The name Poison Dart Frog is derived from the usage by the Choco Indians of Colombia of a couple species in the Genus Phyllobates to poison the darts used for hunting. Phyllobates terribilis is the most commonly utilized species for this purpose and has enough toxin in it's skin to kill several adult humans. Luckily, captive bred animals never develop any toxicity and even wild caught individuals will lose their toxicity after a time under captive conditions. The majority of Poison Dart Frogs posess toxins that would pose little harm to humans and serve more to protect the frogs from predation. Of course, being toxic is not all that important if your predator simply dies after eating you. It is only effective if you can somehow advertise to a potential predator that eating you would not be a good idea.

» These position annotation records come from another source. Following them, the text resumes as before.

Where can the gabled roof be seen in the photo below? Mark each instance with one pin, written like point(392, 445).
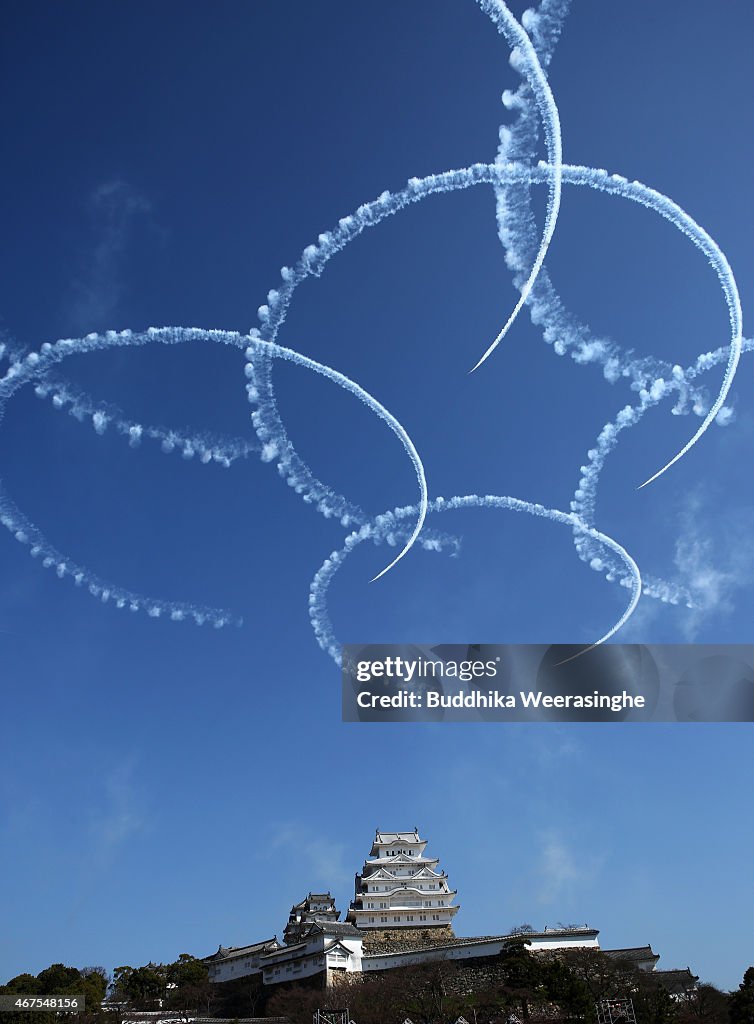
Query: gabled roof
point(635, 954)
point(231, 952)
point(401, 858)
point(382, 838)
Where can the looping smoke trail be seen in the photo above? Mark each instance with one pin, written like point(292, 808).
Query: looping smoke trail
point(270, 429)
point(27, 368)
point(300, 360)
point(387, 527)
point(103, 416)
point(524, 57)
point(517, 232)
point(533, 42)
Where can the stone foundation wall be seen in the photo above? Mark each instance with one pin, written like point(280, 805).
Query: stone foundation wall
point(401, 940)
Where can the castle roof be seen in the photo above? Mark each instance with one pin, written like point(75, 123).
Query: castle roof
point(635, 954)
point(226, 952)
point(382, 838)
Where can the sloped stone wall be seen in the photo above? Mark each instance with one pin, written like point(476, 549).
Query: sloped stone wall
point(400, 940)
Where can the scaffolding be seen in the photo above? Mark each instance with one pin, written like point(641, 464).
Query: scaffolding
point(615, 1012)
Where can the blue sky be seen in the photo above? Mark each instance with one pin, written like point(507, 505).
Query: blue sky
point(166, 787)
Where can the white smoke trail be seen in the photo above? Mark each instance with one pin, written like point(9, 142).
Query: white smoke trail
point(206, 445)
point(524, 57)
point(266, 420)
point(35, 367)
point(388, 526)
point(270, 348)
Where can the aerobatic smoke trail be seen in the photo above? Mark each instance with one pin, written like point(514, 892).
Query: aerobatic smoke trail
point(34, 366)
point(375, 407)
point(315, 257)
point(512, 176)
point(387, 527)
point(524, 57)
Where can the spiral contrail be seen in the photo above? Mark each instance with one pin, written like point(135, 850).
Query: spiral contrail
point(511, 176)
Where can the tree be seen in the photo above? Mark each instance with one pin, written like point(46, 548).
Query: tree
point(741, 1006)
point(141, 987)
point(189, 986)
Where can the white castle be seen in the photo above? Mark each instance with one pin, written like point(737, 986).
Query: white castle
point(401, 915)
point(399, 887)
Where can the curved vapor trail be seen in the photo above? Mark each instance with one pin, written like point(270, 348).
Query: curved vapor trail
point(388, 525)
point(315, 257)
point(348, 385)
point(524, 57)
point(28, 368)
point(512, 175)
point(518, 236)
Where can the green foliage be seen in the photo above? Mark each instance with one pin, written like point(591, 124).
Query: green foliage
point(741, 1005)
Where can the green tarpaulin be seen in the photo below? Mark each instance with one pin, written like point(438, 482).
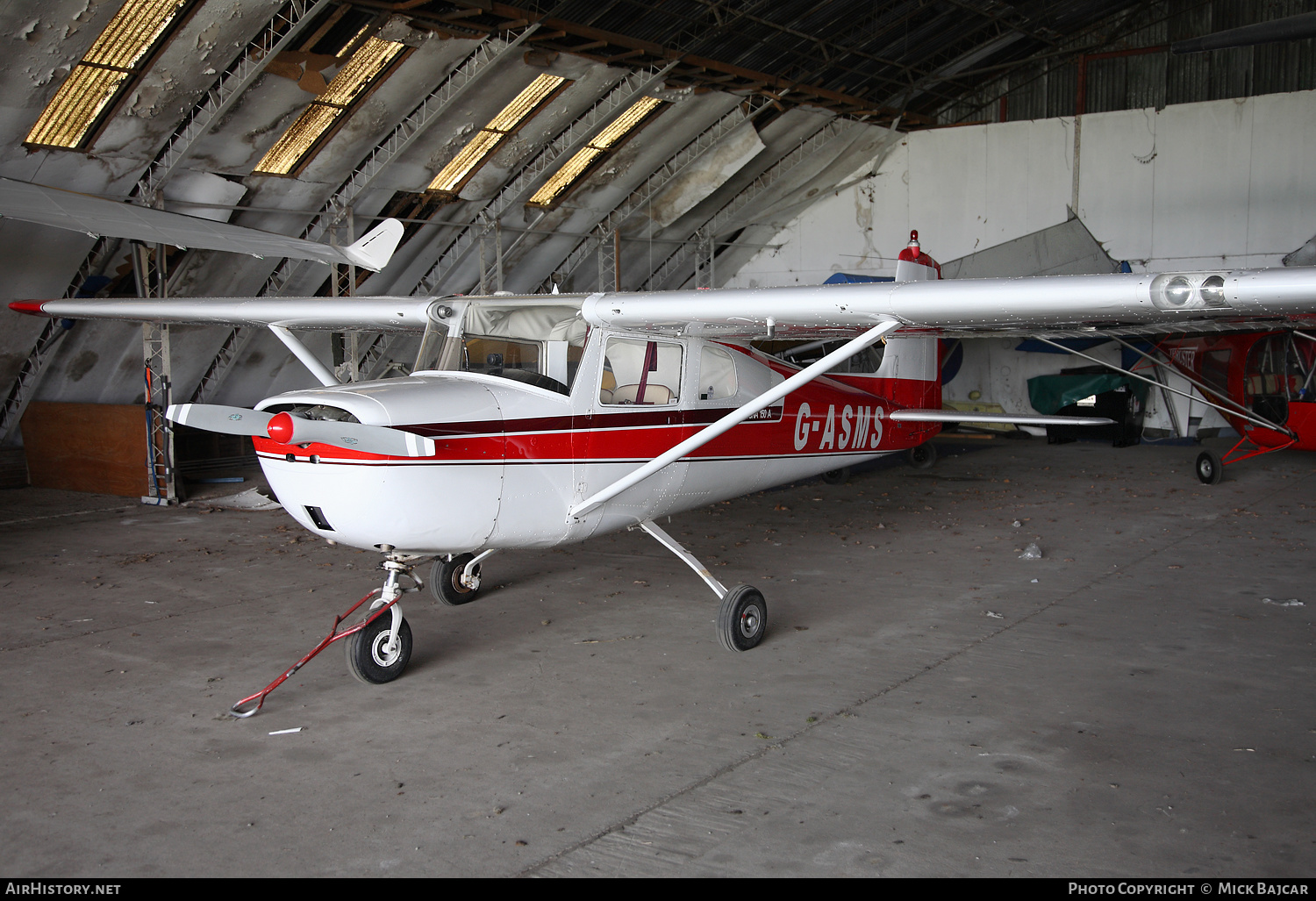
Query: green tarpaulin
point(1048, 394)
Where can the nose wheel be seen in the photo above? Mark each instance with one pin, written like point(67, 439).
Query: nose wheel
point(378, 647)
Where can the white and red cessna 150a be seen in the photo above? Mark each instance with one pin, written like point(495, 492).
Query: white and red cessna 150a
point(547, 420)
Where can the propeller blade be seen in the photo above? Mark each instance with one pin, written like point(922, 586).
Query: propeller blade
point(212, 418)
point(289, 429)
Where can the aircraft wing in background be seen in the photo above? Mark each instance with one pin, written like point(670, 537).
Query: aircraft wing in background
point(97, 216)
point(1060, 305)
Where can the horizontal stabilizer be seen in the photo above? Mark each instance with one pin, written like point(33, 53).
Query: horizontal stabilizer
point(97, 216)
point(965, 416)
point(225, 420)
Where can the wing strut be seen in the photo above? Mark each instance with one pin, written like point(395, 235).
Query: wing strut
point(304, 354)
point(736, 418)
point(1245, 415)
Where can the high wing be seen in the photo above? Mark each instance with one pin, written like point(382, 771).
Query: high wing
point(337, 313)
point(1062, 305)
point(97, 216)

These little frogs take these warnings to quite a spectacular level. It is also one of the largest reasons why they are so popular as terrarium inhabitants. Each species uses bright colors and striking patterns of reds, yellows, blues and more to let any predator know that they are toxic and should not be eaten. The toxicity of these little guys also allows them to take advantage of a different niche that most other amphibians simply cannot - the daytime. The frogs do not have to worry about being seen to avoid predation so can actively hunt for insects, court and even breed during the daylight hours. This is another attribute that makes them so desireable in captivity as it is quite easy to observe their fascinating behavior and habits.

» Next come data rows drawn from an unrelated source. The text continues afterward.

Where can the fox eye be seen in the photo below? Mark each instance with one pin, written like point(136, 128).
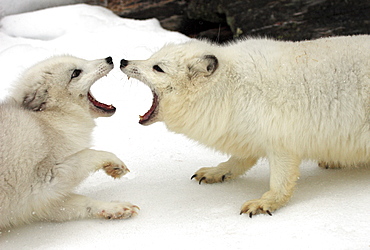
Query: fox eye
point(76, 73)
point(157, 68)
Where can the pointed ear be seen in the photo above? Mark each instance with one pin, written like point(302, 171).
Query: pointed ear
point(205, 66)
point(35, 98)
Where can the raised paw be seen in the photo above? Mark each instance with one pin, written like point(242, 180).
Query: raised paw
point(212, 175)
point(117, 210)
point(116, 170)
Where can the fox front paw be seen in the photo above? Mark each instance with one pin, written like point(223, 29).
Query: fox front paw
point(116, 170)
point(117, 210)
point(212, 175)
point(258, 206)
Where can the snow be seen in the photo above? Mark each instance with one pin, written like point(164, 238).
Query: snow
point(329, 210)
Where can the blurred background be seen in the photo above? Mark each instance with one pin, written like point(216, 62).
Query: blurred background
point(224, 20)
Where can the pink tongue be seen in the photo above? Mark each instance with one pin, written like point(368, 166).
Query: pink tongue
point(102, 106)
point(147, 115)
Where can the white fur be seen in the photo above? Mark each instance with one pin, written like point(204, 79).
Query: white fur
point(286, 101)
point(45, 133)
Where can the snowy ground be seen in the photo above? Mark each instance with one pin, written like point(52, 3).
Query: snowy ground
point(330, 208)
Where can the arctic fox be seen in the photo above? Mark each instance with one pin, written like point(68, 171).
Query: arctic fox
point(286, 101)
point(45, 134)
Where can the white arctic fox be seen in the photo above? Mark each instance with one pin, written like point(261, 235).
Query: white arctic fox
point(45, 133)
point(286, 101)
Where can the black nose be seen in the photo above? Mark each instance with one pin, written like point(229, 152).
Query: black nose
point(109, 60)
point(124, 63)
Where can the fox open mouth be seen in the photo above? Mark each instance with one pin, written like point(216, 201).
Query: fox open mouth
point(110, 109)
point(151, 112)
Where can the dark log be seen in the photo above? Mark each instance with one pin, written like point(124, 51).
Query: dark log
point(223, 20)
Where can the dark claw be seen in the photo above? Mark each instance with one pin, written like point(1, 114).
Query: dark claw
point(202, 179)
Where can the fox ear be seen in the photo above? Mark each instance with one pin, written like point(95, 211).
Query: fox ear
point(205, 66)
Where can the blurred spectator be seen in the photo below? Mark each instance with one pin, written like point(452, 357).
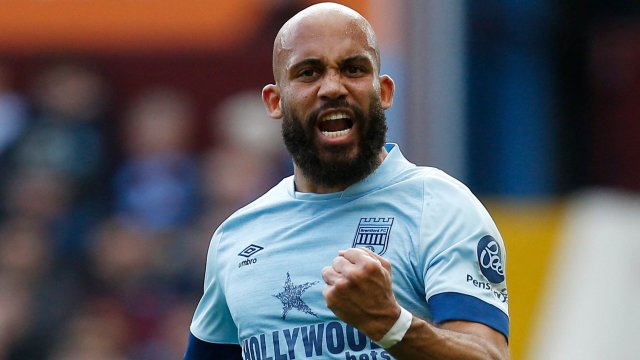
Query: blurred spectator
point(247, 160)
point(65, 134)
point(156, 186)
point(12, 112)
point(98, 331)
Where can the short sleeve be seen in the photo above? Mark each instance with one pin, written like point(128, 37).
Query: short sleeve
point(212, 321)
point(464, 270)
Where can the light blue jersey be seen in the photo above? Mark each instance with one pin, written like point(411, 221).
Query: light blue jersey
point(263, 283)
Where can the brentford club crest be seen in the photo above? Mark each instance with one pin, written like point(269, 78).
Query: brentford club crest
point(373, 234)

The frogs themselves are quite different from other types of amphibians with regard to breeding and social behaviors. Their strategy is based on the premise that investing more time and energy into fewer young is more effective than explosive breeding that will yield a small number of eventual survivors with less parental interaction. Poison Dart Frogs can have elaborate courtship rituals and most all display an impressive level of parental care. It is truly fascinating to be able to witness an entire generation of frog take place right inside your minature habitat.

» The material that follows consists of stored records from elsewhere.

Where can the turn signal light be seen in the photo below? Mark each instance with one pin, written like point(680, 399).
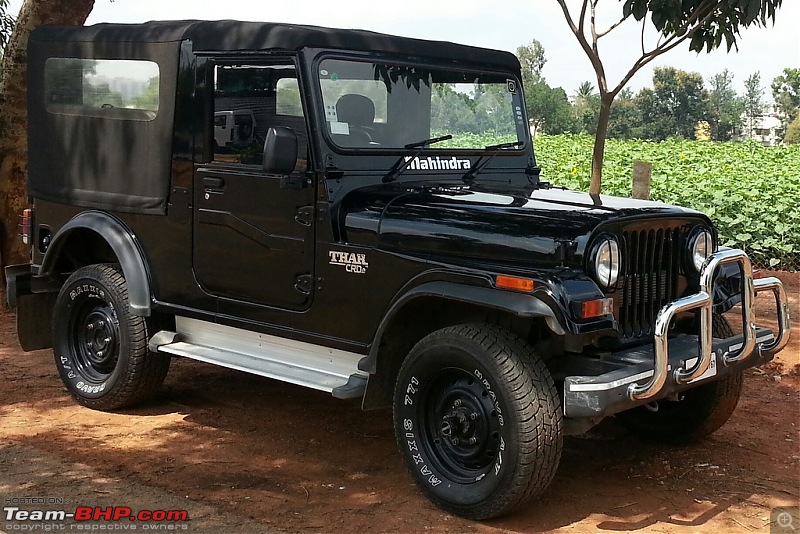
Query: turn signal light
point(514, 283)
point(596, 308)
point(26, 226)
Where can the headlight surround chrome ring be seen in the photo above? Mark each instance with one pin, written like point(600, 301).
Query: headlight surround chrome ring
point(701, 246)
point(607, 262)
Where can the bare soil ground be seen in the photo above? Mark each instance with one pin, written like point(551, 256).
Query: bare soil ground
point(246, 454)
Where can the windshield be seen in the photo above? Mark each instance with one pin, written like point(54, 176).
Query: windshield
point(389, 106)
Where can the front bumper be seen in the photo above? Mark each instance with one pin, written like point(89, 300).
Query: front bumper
point(672, 365)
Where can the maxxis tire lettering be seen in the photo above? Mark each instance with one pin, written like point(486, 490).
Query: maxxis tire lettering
point(453, 391)
point(99, 346)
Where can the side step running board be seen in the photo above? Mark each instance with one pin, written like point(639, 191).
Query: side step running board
point(305, 364)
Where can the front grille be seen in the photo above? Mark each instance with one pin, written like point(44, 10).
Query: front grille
point(649, 278)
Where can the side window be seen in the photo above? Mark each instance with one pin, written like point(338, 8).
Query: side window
point(249, 98)
point(106, 88)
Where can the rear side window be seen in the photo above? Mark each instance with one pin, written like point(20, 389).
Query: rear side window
point(120, 89)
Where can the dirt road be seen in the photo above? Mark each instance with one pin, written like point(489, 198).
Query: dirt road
point(240, 453)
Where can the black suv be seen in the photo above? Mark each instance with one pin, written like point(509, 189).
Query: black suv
point(382, 234)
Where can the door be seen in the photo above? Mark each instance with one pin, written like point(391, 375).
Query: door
point(253, 231)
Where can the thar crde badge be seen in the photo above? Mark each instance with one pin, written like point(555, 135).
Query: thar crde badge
point(352, 262)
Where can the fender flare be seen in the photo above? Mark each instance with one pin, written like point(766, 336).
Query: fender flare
point(122, 242)
point(521, 304)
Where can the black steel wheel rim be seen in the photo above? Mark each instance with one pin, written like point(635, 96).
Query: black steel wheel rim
point(461, 430)
point(95, 340)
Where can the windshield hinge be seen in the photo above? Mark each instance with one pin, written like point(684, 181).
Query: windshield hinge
point(332, 172)
point(305, 215)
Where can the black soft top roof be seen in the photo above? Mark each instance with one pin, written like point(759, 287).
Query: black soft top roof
point(230, 35)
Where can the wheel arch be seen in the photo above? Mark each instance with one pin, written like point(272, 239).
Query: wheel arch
point(101, 237)
point(435, 305)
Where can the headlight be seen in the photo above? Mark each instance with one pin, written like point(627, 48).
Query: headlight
point(607, 262)
point(701, 246)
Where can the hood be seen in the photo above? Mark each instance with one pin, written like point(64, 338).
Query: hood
point(543, 227)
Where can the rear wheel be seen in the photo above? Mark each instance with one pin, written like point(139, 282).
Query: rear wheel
point(478, 420)
point(698, 413)
point(100, 348)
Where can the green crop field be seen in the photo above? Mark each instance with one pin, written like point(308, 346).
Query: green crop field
point(750, 191)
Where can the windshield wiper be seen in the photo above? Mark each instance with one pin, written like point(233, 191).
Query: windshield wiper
point(470, 175)
point(403, 163)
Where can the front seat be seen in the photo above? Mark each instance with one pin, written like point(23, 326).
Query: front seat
point(358, 112)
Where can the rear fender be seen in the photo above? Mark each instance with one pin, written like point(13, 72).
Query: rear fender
point(121, 241)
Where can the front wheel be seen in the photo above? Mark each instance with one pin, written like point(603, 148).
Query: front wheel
point(478, 420)
point(100, 348)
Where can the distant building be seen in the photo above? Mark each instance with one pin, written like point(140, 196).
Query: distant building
point(767, 129)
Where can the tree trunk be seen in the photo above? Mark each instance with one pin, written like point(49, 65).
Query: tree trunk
point(14, 116)
point(606, 99)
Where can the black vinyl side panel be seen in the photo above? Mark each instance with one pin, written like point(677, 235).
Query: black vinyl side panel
point(104, 162)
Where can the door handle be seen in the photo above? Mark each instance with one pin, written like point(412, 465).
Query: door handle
point(210, 182)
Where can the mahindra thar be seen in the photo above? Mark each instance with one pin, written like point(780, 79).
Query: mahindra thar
point(363, 214)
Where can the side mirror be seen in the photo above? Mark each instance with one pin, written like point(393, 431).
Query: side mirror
point(280, 150)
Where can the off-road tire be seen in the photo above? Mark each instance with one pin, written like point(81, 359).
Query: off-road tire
point(100, 348)
point(700, 412)
point(481, 382)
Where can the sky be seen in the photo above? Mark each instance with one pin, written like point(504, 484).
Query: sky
point(500, 24)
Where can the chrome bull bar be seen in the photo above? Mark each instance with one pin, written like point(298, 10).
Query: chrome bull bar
point(704, 301)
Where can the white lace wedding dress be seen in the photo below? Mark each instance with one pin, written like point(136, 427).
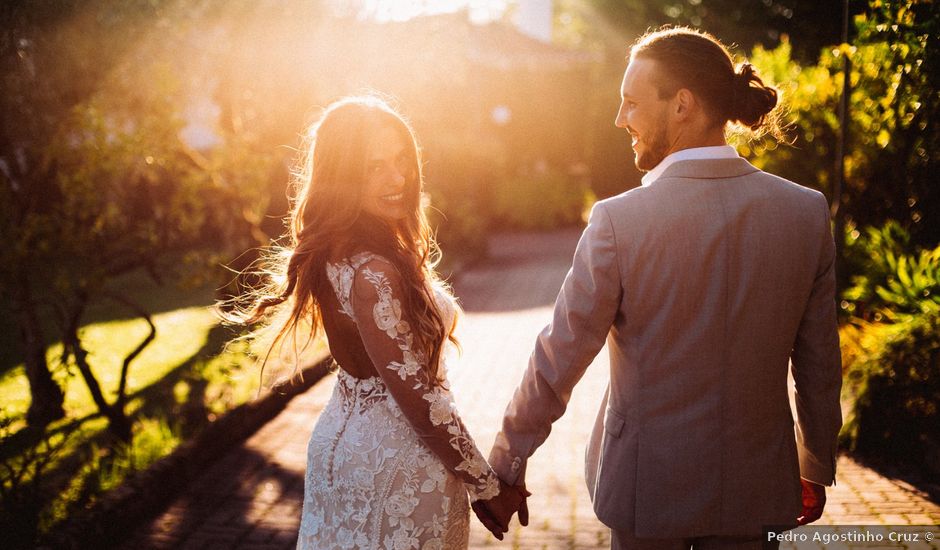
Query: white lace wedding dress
point(389, 464)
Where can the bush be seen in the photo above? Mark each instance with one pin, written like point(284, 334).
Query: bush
point(896, 383)
point(891, 348)
point(541, 201)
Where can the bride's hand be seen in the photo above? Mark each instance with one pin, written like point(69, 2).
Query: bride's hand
point(496, 512)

The animals are also perfectly suited to an elaborately planted vivarium. Their movements do not disturb or damage any of the plantings and allow the keeper to grow rare and unusual plant species that can be just as spectacular as the frogs themselves. Beautiful orchids, flowering plants and tiny ferns are just a few examples of the richness that these enclosures can house. The habitats are a functional system where the plants utilize the waste from the frogs while providing the shelter the frogs need. This allows for very little maintenance of the vivarium other than occasionally trimming the plants and the daily feeding of the frogs. Misting the enclosure several times a week maintains a good humidity level. When compared to other species of amphibians, Posion Dart Frogs certainly can provide much more entertainment and fascination and can live for more than a decade when properly cared for.